There are by my rough count about three dozen trees of various ages and sizes along the perimeter of Chelsea Parade, a lovely small spot of green about a two-minute walk from my house, flanked by Washington Street and Broadway here in Norwich, Connecticut.

Today is the first day of autumn, says the calendar, but all but one of the trees at Chelsea Parade are still wearing green. Are you surprised that the one that's not was the one that caught my eye? 

There has been in recent days just a slight hint of a chill in the air, mixed, in my case, with the certain knowledge and dread that as the days shorten and the shadows lengthen, autumn will arrive more rapidly than it did last year (or the year before) as the year turns to winter.
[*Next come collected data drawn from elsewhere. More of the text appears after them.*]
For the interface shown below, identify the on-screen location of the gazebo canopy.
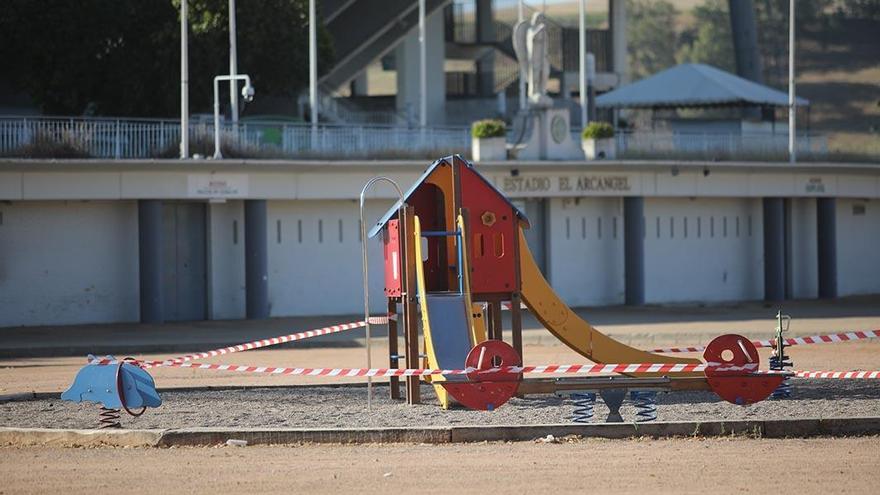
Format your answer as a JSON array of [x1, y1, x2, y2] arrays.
[[596, 63, 809, 109]]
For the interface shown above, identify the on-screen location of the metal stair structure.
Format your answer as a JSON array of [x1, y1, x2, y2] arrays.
[[312, 1, 611, 123], [309, 0, 450, 124], [320, 0, 450, 93]]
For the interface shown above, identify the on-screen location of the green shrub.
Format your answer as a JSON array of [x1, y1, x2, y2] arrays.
[[581, 122, 614, 140], [471, 119, 506, 139]]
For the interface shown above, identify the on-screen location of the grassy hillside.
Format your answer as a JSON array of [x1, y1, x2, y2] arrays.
[[796, 18, 880, 155]]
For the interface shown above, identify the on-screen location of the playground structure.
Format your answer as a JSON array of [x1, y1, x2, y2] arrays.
[[57, 154, 880, 426], [367, 155, 784, 412]]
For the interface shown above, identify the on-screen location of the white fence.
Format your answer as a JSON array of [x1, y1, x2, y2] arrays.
[[0, 116, 471, 159], [2, 116, 834, 161], [0, 117, 181, 158], [615, 131, 828, 158]]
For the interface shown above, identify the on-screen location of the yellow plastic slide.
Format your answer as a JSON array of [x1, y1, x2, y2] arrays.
[[518, 227, 700, 367], [415, 215, 488, 408]]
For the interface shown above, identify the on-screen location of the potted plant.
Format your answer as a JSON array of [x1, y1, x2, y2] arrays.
[[471, 119, 507, 161], [581, 121, 616, 160]]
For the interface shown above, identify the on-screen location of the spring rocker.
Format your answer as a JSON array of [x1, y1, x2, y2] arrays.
[[61, 356, 161, 428]]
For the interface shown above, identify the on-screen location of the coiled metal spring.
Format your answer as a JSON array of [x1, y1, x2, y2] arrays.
[[98, 407, 121, 428], [570, 392, 596, 423], [630, 391, 658, 422], [769, 354, 792, 399]]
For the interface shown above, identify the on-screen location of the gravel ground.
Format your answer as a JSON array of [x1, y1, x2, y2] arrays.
[[2, 378, 879, 429]]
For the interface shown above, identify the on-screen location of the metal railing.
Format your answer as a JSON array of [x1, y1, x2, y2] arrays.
[[0, 116, 471, 159], [0, 116, 182, 159], [615, 131, 828, 159], [280, 124, 471, 157]]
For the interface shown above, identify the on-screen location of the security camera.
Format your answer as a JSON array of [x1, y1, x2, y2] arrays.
[[241, 84, 255, 103]]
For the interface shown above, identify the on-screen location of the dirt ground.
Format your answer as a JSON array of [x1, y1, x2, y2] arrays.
[[1, 304, 878, 494], [2, 437, 879, 494]]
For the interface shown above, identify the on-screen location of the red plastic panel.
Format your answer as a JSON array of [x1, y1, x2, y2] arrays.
[[702, 334, 759, 377], [706, 375, 785, 406], [459, 166, 518, 294], [702, 333, 783, 405], [439, 341, 522, 411], [383, 220, 401, 297], [440, 381, 519, 411], [465, 340, 522, 382]]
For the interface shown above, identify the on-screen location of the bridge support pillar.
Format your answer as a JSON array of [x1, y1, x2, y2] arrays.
[[763, 197, 786, 302], [817, 197, 838, 298], [245, 199, 269, 319], [138, 199, 164, 323], [624, 196, 644, 306]]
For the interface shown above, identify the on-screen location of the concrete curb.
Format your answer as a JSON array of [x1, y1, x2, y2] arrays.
[[2, 417, 879, 447], [158, 427, 452, 446], [0, 427, 164, 447]]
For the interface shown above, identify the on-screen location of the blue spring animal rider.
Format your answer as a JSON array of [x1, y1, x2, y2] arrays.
[[62, 355, 162, 428]]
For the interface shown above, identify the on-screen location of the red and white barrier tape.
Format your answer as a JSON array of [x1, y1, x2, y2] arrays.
[[90, 316, 389, 369], [152, 363, 878, 379], [87, 359, 762, 376], [790, 370, 880, 379], [86, 356, 879, 379], [651, 329, 880, 353]]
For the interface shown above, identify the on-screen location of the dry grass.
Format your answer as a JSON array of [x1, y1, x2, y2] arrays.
[[0, 132, 92, 159]]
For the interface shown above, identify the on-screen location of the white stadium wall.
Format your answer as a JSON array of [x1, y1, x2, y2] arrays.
[[0, 200, 139, 327], [547, 197, 625, 306], [1, 161, 878, 327], [267, 199, 390, 317], [643, 197, 763, 304], [837, 199, 880, 296]]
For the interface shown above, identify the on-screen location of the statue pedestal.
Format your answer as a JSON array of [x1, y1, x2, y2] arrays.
[[511, 107, 584, 160]]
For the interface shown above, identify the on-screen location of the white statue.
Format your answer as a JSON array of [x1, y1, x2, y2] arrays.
[[512, 12, 552, 108]]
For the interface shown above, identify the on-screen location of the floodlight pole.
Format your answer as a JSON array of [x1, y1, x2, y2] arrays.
[[788, 0, 796, 163], [214, 74, 253, 159], [518, 0, 526, 111], [229, 0, 239, 126], [579, 0, 588, 128], [180, 0, 189, 159], [309, 0, 318, 148], [419, 0, 427, 131]]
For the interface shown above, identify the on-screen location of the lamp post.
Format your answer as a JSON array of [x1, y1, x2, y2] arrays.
[[180, 0, 189, 159], [579, 0, 588, 128], [419, 0, 427, 130], [213, 74, 254, 159], [788, 0, 796, 163], [309, 0, 318, 148], [518, 0, 526, 111], [229, 0, 240, 126]]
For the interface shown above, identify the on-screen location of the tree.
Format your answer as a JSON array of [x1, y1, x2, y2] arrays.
[[754, 0, 834, 87], [626, 0, 679, 79], [0, 0, 333, 117], [676, 0, 736, 73]]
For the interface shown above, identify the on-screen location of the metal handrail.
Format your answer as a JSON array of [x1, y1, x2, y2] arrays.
[[359, 177, 404, 410]]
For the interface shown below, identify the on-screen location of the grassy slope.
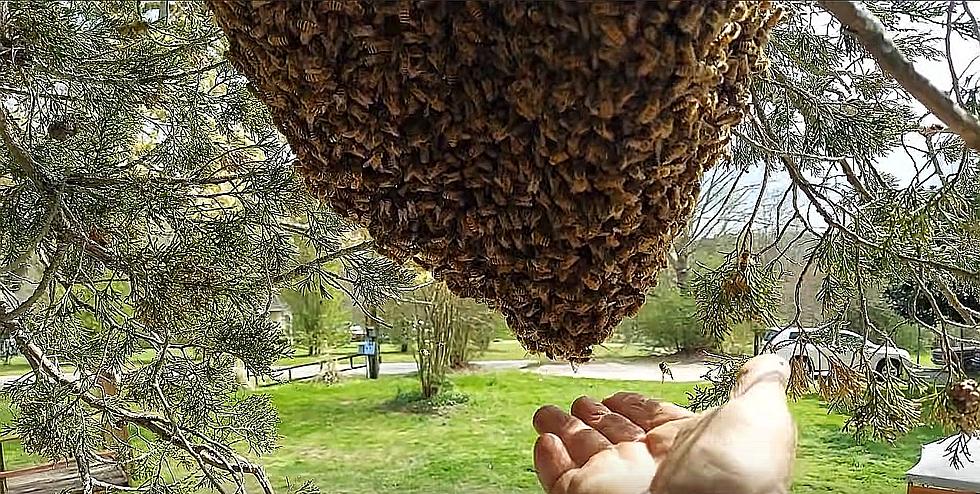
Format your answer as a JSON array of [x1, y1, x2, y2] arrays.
[[262, 372, 940, 494]]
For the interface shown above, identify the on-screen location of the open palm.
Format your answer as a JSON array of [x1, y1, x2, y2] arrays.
[[533, 392, 696, 494], [532, 354, 796, 494]]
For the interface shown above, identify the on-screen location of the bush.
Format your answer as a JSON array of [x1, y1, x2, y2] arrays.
[[385, 386, 469, 414], [618, 285, 712, 354]]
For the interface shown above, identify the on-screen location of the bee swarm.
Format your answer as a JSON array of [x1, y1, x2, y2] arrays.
[[949, 379, 980, 432], [209, 1, 781, 361]]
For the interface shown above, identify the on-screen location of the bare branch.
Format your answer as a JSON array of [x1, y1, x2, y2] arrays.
[[946, 1, 965, 107], [819, 0, 980, 150]]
I am not, as you may know, a fan of winter. Some of our more recent ones very nearly killed me, literally, and so by extension, autumn with its riot of colors across the tree line and clarity in the hours before dawn surrenders to General Winter who covers everything in this part of the hemisphere in ice and snow is not a time of year I welcome, because of what follows.

I'm not a child although I am being childish. I grasp the essentialness and significance of the passing and changing of the seasons. Some mornings I morosely wonder and worry how many more will pass me by before they no longer do. 

I take some solace in the realization that when it happens, you'll never know it. You're here and then you're gone. There is nothing like a brisk morning meditation when you can just see your exhaled breath to get you contemplating your own mortality.


I walk a hallway in our home every morning on my way through the kitchen with photos of our children from when they were small-they will always be our children-and I smile looking at those pictures now because I can vividly remember the circumstances of our lives at the moment the shutter clicked. 

And because the camera froze that moment, time, itself, felt no need to tarry and didn’t. Our children are adults with lives much like, and unlike, ours at their current ages when we were working hard to be their parents.

And the snap in the morning air is echoed by the sound underfoot as we make our way to and through another day, almost unheeding of how quickly the time we so dearly prize is slipping from our grasp. And you hope there’s a second sitting for Hemingway’s Moveable Feast.